With over 700 T2D risk loci identified by common variant genetic association studies (i.e., GWAS), decades of follow-up biological studies in cellular and organismal model systems will be required to fully understand the causal genes and molecular mechanisms of disease pathogenesis. Thus, it is unlikely that simply aggregating larger T2D case:control cohorts for association analysis will provide scientific and clinical insight into T2D. Here, we expect that an enhanced focus on T2D complications, which are the leading cause of death in T2D[5] and are independently heritable of diabetes[38], using common variant association methodology will advance understanding and treatment as has been ongoing for T1D [39].

It has long been appreciated that T2D is a highly heterogeneous disorder classically defined along a spectrum of insulin secretion and insulin resistance which ultimately belies differences in clinical presentation, disease progression, response to treatment, and susceptibility to complications [40]. Recent work added four clinically available variables to insulin and glucose to refine T2D subtypes which were shown to differ in patient characteristics and risk of comorbidities [41]. Genetic association analysis of these T2D subtypes has revealed partially distinct genetic backgrounds and heritability demonstrating progress in refining T2D classification to reduce clinical heterogeneity [42]. We expect that the use of omics measurements such as transcriptomics, proteomics, and metabolomics applied to blood samples will enable the identification of novel patterns to resolve T2D heterogeneity and in combination with genetic association methodologies enable identification of distinct biological pathways.

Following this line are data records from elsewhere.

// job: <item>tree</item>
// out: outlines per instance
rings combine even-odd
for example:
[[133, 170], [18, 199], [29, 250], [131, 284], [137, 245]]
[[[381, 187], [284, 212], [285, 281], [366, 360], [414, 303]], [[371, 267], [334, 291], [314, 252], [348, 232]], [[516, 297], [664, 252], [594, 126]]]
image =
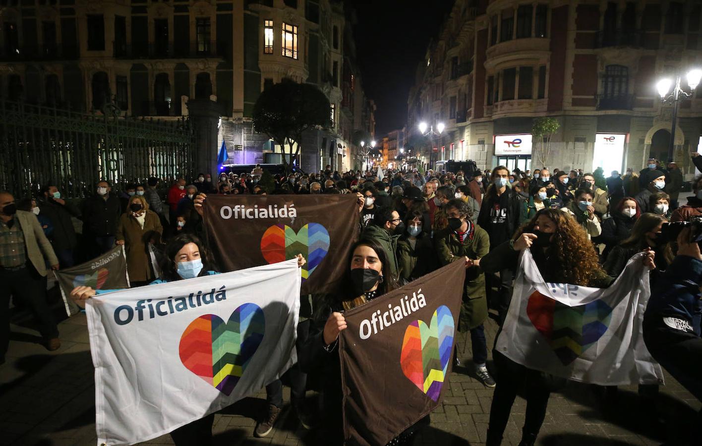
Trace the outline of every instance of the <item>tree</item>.
[[551, 158], [551, 138], [560, 127], [555, 118], [536, 118], [531, 126], [531, 137], [539, 167], [549, 167]]
[[[253, 130], [280, 146], [283, 165], [289, 173], [299, 159], [303, 134], [317, 126], [330, 127], [331, 114], [329, 100], [322, 90], [284, 79], [258, 96], [253, 105]], [[286, 146], [290, 148], [287, 153]]]

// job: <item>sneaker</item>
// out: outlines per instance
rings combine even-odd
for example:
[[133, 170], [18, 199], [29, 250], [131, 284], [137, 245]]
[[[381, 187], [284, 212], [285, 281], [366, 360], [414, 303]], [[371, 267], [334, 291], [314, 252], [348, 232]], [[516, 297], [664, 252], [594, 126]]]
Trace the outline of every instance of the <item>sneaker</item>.
[[253, 435], [256, 437], [265, 437], [273, 430], [273, 424], [275, 419], [280, 414], [280, 409], [273, 405], [268, 405], [268, 414], [263, 421], [256, 424], [256, 427], [253, 429]]
[[58, 350], [61, 347], [61, 339], [58, 337], [52, 337], [51, 339], [46, 339], [44, 345], [49, 351]]
[[487, 367], [484, 365], [475, 367], [475, 374], [477, 375], [478, 379], [482, 381], [486, 387], [489, 387], [490, 388], [495, 387], [495, 380], [490, 376], [490, 373], [487, 371]]

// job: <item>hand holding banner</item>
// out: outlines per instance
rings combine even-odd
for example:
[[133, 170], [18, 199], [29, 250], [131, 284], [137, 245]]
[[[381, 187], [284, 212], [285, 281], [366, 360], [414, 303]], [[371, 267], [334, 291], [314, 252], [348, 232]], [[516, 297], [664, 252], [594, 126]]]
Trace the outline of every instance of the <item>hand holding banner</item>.
[[454, 262], [344, 314], [344, 438], [383, 446], [441, 403], [465, 267]]

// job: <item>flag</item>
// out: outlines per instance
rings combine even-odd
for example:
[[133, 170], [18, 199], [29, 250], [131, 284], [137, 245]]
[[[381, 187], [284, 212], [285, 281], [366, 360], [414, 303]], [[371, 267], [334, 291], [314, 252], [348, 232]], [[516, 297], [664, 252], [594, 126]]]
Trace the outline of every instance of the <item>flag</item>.
[[441, 404], [463, 295], [454, 262], [344, 314], [344, 439], [384, 446]]
[[222, 165], [225, 161], [229, 159], [229, 154], [227, 153], [227, 144], [222, 140], [222, 147], [220, 148], [219, 155], [217, 156], [217, 164]]
[[607, 288], [544, 282], [522, 254], [512, 303], [496, 349], [551, 374], [602, 386], [662, 384], [642, 334], [651, 290], [643, 254]]
[[295, 260], [88, 301], [98, 445], [133, 445], [258, 392], [297, 360]]
[[303, 294], [333, 289], [358, 238], [355, 194], [211, 195], [203, 221], [218, 264], [225, 271], [302, 254]]
[[53, 272], [61, 290], [63, 304], [68, 316], [80, 309], [70, 299], [71, 291], [78, 286], [88, 286], [95, 290], [128, 288], [129, 275], [124, 246], [115, 246], [102, 255], [75, 266]]

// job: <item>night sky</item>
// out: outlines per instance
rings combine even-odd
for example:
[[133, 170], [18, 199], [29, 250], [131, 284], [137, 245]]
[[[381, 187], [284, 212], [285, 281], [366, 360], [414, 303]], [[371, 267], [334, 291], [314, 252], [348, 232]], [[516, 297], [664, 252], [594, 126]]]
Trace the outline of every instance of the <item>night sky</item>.
[[354, 29], [366, 95], [376, 101], [376, 135], [406, 123], [407, 94], [430, 39], [453, 0], [352, 0]]

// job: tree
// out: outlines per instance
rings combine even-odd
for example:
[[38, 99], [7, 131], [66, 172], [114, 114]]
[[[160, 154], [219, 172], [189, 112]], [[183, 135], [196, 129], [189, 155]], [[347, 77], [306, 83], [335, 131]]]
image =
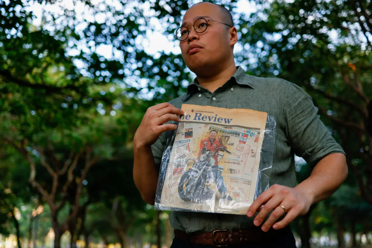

Early efforts in the application of metabolic measurements to fasting and postprandial samples in concert with GWAS have shown the potential of such omics approaches [43].

In contrast to common variants which were generated millions of years ago in an genetically equilibrated ancestral human population, rare genetic variants (MAF << 0.01) which arose during the “out of Africa” human population expansion [44] potentially offer different mechanisms of disease causation. As exome and whole genome sequencing are becoming more commonplace, investigators have begun to examine rare variant associations with T2D [45]. The challenge with rare variant association studies is that the sample size requirement vastly increases due to the low allele frequency and increase in multiple hypothesis testing burden from the large number of rare variants [46]. Using a combination of methodological enhancements such as “burden tests” which aggregate rare variants across a gene to reduce the multiple hypothesis testing burden and population-scale biobanks like the UK Biobank to increase sample size, investigators have identified novel T2D loci such as GIGYF1 [47] and FAM234A [48] which were not marked by common variant signals.

In summary, we expect that large-scale exome and whole-genome sequencing of population scale biobanks will facilitate rare-variant association studies of T2D to identify novel loci beyond what has been identified by common variant association studies thus far. Additionally, focusing genetic mapping efforts on micro- and macrovascular diabetes complications is likely to maximize the value of novel locus discovery to further understand and treat T2D.